Destination means the new partition on the internal drive. Source means the USB flash drive.
Option Two:
If you have a large enough external drive you can erase and use, then it would be easier to just clone the entire Snow Leopard system from the source Mac computer to the external drive.
Clone using Restore Option of Disk Utility
- Open Disk Utility from the Utilities folder.
- Select the destination volume from the left side list.
- Click on the Restore tab in the DU main window.
- Check the box labeled Erase destination.
- Select the destination volume from the left side list and drag it to the Destination entry field.

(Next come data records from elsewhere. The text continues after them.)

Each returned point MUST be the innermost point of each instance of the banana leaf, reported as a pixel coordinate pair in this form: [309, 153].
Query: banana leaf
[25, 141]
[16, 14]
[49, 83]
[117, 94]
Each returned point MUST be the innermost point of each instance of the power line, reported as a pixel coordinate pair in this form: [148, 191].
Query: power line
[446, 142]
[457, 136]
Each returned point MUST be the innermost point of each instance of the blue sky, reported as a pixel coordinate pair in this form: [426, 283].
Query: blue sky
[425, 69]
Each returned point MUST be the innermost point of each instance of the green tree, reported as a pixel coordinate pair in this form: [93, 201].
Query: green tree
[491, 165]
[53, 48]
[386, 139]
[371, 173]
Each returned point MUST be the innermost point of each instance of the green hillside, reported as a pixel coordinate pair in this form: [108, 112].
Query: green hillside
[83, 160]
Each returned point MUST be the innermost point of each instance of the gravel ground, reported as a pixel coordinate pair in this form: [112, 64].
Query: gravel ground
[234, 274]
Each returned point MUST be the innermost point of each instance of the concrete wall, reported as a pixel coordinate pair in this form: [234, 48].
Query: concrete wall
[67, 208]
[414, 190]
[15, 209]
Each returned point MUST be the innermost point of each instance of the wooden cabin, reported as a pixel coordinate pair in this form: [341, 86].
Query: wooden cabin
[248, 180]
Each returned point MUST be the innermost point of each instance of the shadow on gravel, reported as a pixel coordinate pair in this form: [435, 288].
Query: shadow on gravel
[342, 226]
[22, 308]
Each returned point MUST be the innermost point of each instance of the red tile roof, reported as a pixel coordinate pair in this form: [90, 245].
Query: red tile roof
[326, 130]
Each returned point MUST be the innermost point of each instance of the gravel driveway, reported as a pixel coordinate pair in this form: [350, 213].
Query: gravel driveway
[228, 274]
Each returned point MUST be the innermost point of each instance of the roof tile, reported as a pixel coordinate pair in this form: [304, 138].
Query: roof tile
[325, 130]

- Select the source volume from the left side list and drag it to the Source entry field.
- Double-check you got it right, then click on the Restore button.
Destination means the external drive. Source means the Snow Leopard Mac's internal drive.
After cloning verify that it will boot the source Mac. If so then take the external drive to your new Mac boot with it. If all is well then restore the clone to the new partition on your new Mac:
Restore the clone using Disk Utility
- Open Disk Utility from the Utilities folder.
- Select the destination volume from the left side list.
- Click on the Restore tab in the DU main window.
- Check the box labeled Erase destination.
- Select the destination volume from the left side list and drag it to the Destination entry field.
- Select the source volume from the left side list and drag it to the Source entry field.
- Double-check you got it right, then click on the Restore button.
Destination means the new partition on the internal drive. Source means the external drive.
If the above seems too daunting then you might consider running Snow Leopard inside an emulator such as Parallels 7. You are permitted to install a single copy of Snow Leopard inside a virtual machine. You will need to first purchase a copy of Parallels 7 and install it on your new Mac. Create a new virtual machine configured for Mac OS X. You may then install Snow Leopard in the virtual machine then download Mac OS X 10.6.8 Update Combo v1.1 and update to 10.6.8. Be sure to include Rosetta in your initial Snow Leopard installation. Rosetta is not installed by default rather it's an optional install.